とあり、最初に「伊藤豊後 将」を掲げ、以下家来「家老高橋主馬」ら十八人の名前が列記されている。これらのうち十七人が討死したというのだ。単純に姓名だけが列記されており、同姓二人ずつの四組は同一家族であろうか。もしそうだとしたら二人の男を襲った一家は崩壊である。
 彼らが暮らしていた岩倉は、置賜白川の上流、谷間の平地を拓いて人が住みついてできた山村である。三方に険しい山をめぐらし、外敵の侵入など受けることなく、穏やかに暮らせる土地だ。『邑鑑』によれば、慶長末年ごろの家数は二十九戸、住民は百十一人。慶長五年ころもそう変わりはあるまい。そんな小さな村から直江の命令で徴発され、最上へ遠征した男たちのうち、伊藤豊後ら十八人が戦死し、ふたたび家族の前に姿を見せることはなかったのだ。これだけの人数なら、村の男のほとんどが死んだのかもしれぬ。

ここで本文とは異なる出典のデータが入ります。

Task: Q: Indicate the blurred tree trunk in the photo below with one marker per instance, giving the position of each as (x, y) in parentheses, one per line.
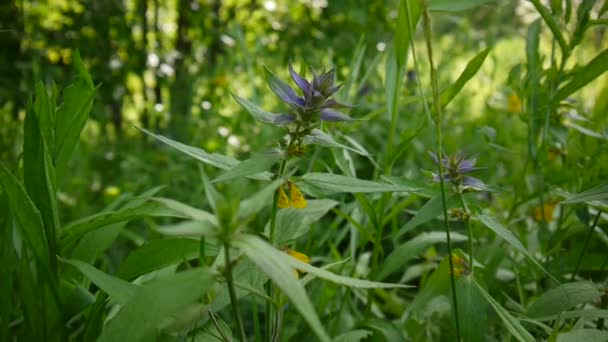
(181, 88)
(143, 58)
(13, 59)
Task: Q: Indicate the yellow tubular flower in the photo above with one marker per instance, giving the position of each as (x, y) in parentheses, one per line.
(545, 212)
(513, 104)
(283, 200)
(300, 256)
(297, 199)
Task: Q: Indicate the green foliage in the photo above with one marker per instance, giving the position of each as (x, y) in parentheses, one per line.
(143, 202)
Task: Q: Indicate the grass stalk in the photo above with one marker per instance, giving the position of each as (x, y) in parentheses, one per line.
(437, 108)
(233, 300)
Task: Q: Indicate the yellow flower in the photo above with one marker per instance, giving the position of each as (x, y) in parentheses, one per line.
(111, 191)
(283, 200)
(297, 200)
(545, 212)
(300, 256)
(513, 104)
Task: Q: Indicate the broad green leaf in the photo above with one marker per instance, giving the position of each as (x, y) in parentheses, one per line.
(190, 229)
(383, 330)
(564, 297)
(285, 259)
(38, 170)
(258, 163)
(156, 207)
(510, 322)
(259, 200)
(429, 211)
(501, 231)
(264, 256)
(598, 193)
(353, 336)
(577, 314)
(122, 291)
(393, 82)
(472, 310)
(587, 335)
(469, 71)
(437, 284)
(553, 25)
(215, 159)
(327, 183)
(407, 20)
(584, 76)
(318, 137)
(28, 217)
(293, 223)
(158, 254)
(455, 5)
(257, 112)
(73, 113)
(412, 248)
(140, 318)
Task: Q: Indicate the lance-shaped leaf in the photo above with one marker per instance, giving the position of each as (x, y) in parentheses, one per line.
(256, 164)
(256, 111)
(301, 82)
(331, 183)
(215, 159)
(263, 256)
(469, 71)
(283, 90)
(318, 137)
(333, 116)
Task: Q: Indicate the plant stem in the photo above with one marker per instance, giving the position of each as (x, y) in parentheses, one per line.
(467, 221)
(232, 292)
(437, 107)
(587, 239)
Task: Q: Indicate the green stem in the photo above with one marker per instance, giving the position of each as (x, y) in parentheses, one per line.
(232, 292)
(467, 221)
(587, 239)
(437, 108)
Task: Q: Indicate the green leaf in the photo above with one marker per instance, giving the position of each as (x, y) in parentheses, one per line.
(353, 336)
(259, 200)
(73, 113)
(510, 322)
(553, 25)
(318, 137)
(257, 112)
(412, 248)
(293, 223)
(156, 207)
(469, 71)
(429, 211)
(38, 170)
(587, 335)
(258, 163)
(264, 256)
(383, 330)
(28, 217)
(564, 297)
(584, 76)
(215, 159)
(122, 291)
(140, 318)
(455, 5)
(501, 231)
(407, 20)
(327, 183)
(158, 254)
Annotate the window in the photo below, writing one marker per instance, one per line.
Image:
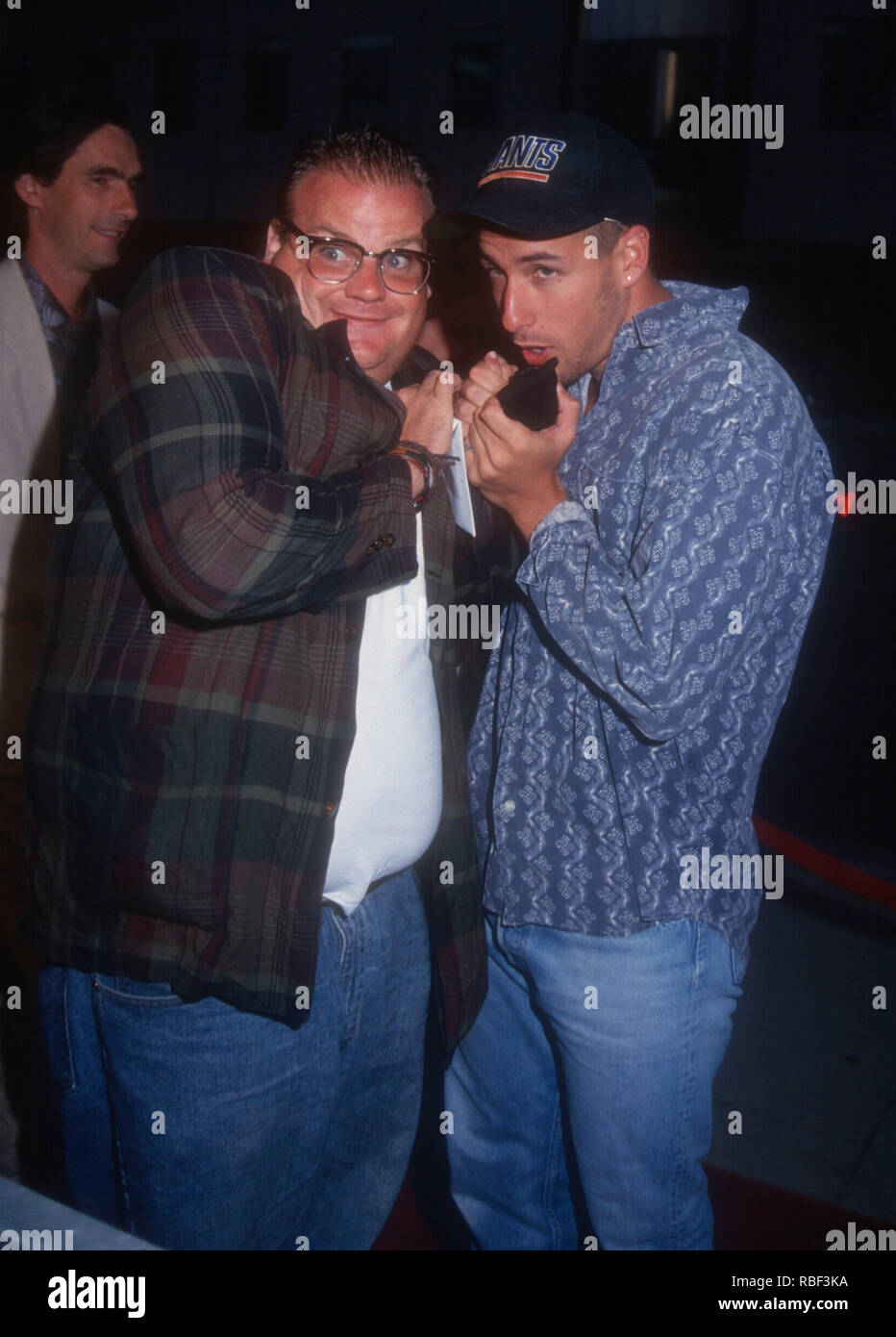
(858, 76)
(266, 89)
(366, 79)
(174, 83)
(474, 81)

 『越境記』によると、伊藤豊後は 「地下馬上」という格付けであった。村衆を引率して八ツ沼城(現朝日町)攻略に参加し、立木川(今の朝日川)を真っ先に渡って力戦したが、八ツ沼勢に取り囲まれて討ち死にした。これは一番乗りの大手柄であったという。
 この文書の末尾には、次のようなことがメモされている。
 生き残ったのは山川儀助だけ。病で出陣できなかった豊後の嫡子伊藤日向は、父の手柄を認められ、本復の後儀助を連れて「百石御知行を拝領、岩倉村に住居つかまつる者なり」とある。
 日付の十月二日は、直江軍が最上勢に追われて敗走している最中だった。みな先を争って逃げ惑い、統制は失われ、戦う意欲も抵抗する力もなくなる。そこを狙って地元農民が群盗と化して襲いかかり、着物持ち物一切合切を奪い取るのである。へたに反抗すれば命も奪われる。この十八人もそんな悲惨な状況下に置かれたのであろう。別史料によると部隊長格だった鮎貝城将・中条三盛も農民集団に襲われて痛手を負い、これが原因で数年後に死んだといわれる。
 名前だけ並べたに過ぎない一枚の文書には、長編の軍記物語にも見られぬ迫力があった。
 「最上で負けて逃げてきてから、死んだ人をお弔いする集まりが、毎月二十三日の夜に行われていたものです」
 持ち主の高齢の女性が訥々と語ってくれた言葉にも、不思議な迫力があった。